Effect of plant extracts on psoriasis-related genes or proteins. HPK were incubated with or without plant extracts (1 µg/mL HL (Humulus lupulus), 1 µg/mL HP (Hypericum perforatum), 2 µg/mL CA (Curcuma amara) or 0.3 µg/mL D (dithranol) for 2 h and then stimulated with psoriasis cytokines (IL-17A, TNF-α and IL-22; 20 ng/mL each) for 22 h (Pso). (a) DEFB4A, (b) KRT17, (c) KRT1 and (d) GLUT1 mRNA expression was analyzed by real time qRT-PCR (n = 3). ACTB was used as reference gene for normalization. Protein level of secreted IL-6 (e) and IL-8 (f) was measured in the cell culture supernatant by ELISA (n = 3). The dotted line indicates the value of the untreated sample. Data shown as mean ± SD of three independent experiments. (g) Effect of plant extracts on p65 subunit of NF-κB and (h) pSTAT3 nuclear translocation. HPK were pre-treated with either 1 µg/mL HL (Humulus lupulus), 1 µg/mL HP (Hypericum perforatum), 2 µg/mL CA (Curcuma amara) or 0.3 µg/mL D (dithranol) for 2 h prior to stimulation with 20 ng/mL of IL-17A, IL-22 and TNF-α. Cells were fixed, permeabilized and the p65 subunit of NF-κB and pSTAT3 were stained using the antibodies noted in the Materials and Methods Section, while DAPI was used for nuclear staining. The % of total protein in the nucleus was measured using the Intensity Ratio Nuclei Cytoplasm Tool (RRID:SCR_018573) in ImageJ. Data shown as mean ± SD of five independent experiments with two pictures per experiment. Statistics were always one-way ANOVA with Newman-Keuls post-test. * p ≤ 0.05, ** p ≤ 0.01, *** p ≤ 0.001, bs (borderline significant): 0.1 > p > 0.05, ns-not significant (p > 0.1).

Figure 3

Generation of an ex vivo psoriasis model. Skin models have been cultured for 4 days at the air-liquid interface using appropriate differentiation medium. The skin models were left untreated, stimulated with psoriasis cytokines (IL-17A, TNF-α, IL-22, 20 ng/mL each; Pso), tape stripped (TS) or both actions were performed (TS + Pso). The protein level of secreted IL-6 (a) and IL-8 (b) was measured in the cell culture supernatant by ELISA (n = 4). (c) Skin models were fixed, embedded in paraffin and 3 µm sections were stained with antibodies against psoriasin (S100A7), β-defensin 2 (BD2), keratin 17 (KRT17) or glucose transporter 1 (GLUT 1) (n = 4).
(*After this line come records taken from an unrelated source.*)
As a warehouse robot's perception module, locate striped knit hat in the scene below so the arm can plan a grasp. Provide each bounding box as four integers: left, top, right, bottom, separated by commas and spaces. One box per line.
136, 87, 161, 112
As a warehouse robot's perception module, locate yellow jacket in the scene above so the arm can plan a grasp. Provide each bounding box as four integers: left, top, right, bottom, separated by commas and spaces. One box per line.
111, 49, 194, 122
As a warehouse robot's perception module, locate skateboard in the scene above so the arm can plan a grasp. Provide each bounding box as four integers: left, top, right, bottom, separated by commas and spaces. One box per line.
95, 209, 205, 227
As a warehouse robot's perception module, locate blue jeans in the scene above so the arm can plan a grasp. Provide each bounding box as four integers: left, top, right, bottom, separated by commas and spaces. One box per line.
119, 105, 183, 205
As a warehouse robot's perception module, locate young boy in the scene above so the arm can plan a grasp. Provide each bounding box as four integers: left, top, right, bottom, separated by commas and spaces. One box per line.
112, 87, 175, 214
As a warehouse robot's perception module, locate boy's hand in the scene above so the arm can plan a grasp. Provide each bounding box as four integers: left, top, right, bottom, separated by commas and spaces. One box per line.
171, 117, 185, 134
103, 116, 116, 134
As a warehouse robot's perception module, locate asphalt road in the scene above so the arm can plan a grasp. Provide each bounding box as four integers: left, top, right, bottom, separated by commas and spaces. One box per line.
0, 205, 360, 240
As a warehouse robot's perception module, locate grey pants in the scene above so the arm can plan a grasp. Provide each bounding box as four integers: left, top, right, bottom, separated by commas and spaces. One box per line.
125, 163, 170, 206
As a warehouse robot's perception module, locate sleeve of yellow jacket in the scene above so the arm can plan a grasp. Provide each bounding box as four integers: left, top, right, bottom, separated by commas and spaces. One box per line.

Scale bar = 100 µm. ** p ≤ 0.01, *** p ≤ 0.001, ns-not significant (p > 0.1).

Figure 4

Effect of plant extracts in the ex vivo psoriasis model. The skin models were incubated with or without filter paper soaked with 40 µL plant extract solution on top of the skin explants (1.5 µg/mL HL (Humulus lupulus), 1.5 µg/mL HP (Hypericum perforatum), 3 µg/mL CA (Curcuma amara) or 0.4 µg/mL D (dithranol) for 24 h and then stimulated with psoriasis cytokines (IL-17A, TNF-α and IL-22; 20 ng/mL each (Pso)) for 72 h. The protein level of secreted IL-6 (a) and IL-8 (b) was measured in the cell culture supernatant by ELISA (n = 2). (c) Skin models were fixed, embedded in paraffin and 3 µm sections were stained with antibodies against psoriasin (S100A7), β-defensin 2 (BD2), keratin 17 (KRT17) or glucose transporter 1 (GLUT1). Scale bar = 100 µm. * p ≤ 0.05, ns-not significant (p > 0.1).